2026-06-04

Cryo-ET subtomogram averaging to 3.99 A, on spot, in your own AWS

Two halves of the RELION-5 cryo-ET pipeline (EMPIAR-10164 immature HIV-1 VLPs) on spot GPUs in a customer's own AWS: AreTomo2 markerless alignment + reconstruction in 192 s on one T4, and a gold-standard subtomogram-averaging refine that re-runs the tutorial's final step (from its published alignments and reference) to a 3.99 A Gag lattice for ~$2.2 of spot GPU. Demonstrated independently; scoped honestly below.

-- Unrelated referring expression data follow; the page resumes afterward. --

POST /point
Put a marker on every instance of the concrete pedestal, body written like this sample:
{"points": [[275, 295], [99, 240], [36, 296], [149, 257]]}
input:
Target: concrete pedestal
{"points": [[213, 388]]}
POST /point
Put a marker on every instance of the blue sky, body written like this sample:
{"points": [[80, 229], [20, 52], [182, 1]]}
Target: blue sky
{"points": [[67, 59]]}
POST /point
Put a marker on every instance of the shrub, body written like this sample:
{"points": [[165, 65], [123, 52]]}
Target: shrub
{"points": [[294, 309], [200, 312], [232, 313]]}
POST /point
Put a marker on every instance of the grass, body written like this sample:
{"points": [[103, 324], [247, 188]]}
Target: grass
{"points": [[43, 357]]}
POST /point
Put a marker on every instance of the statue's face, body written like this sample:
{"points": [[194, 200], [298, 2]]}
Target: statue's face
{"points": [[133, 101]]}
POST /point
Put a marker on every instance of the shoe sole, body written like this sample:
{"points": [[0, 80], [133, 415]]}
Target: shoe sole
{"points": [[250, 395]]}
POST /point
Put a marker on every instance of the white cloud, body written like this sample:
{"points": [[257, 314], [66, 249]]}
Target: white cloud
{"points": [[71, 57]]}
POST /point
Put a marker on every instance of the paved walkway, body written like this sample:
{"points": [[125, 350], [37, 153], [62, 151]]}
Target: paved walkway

Two halves of the canonical RELION-5 cryo-ET pipeline — EMPIAR-10164, immature HIV-1 Gag virus-like particles — on commodity spot GPUs in the customer's own AWS account, demonstrated independently. AreTomo2 does markerless tilt-series alignment and tomogram reconstruction in 192 s on a single T4. Separately, starting from the tutorial's published alignments, particle picks, and reference map, a gold-standard subtomogram-averaging refine lands the immature Gag lattice at a 3.99 A FSC resolution in ~1.65 h on four T4s for ~$2.2 of spot GPU. We did not chain the two — see Honest scope. No HPC engineer, no data egress, and the run parameters, cost, and outputs accreting as a queryable record in the account.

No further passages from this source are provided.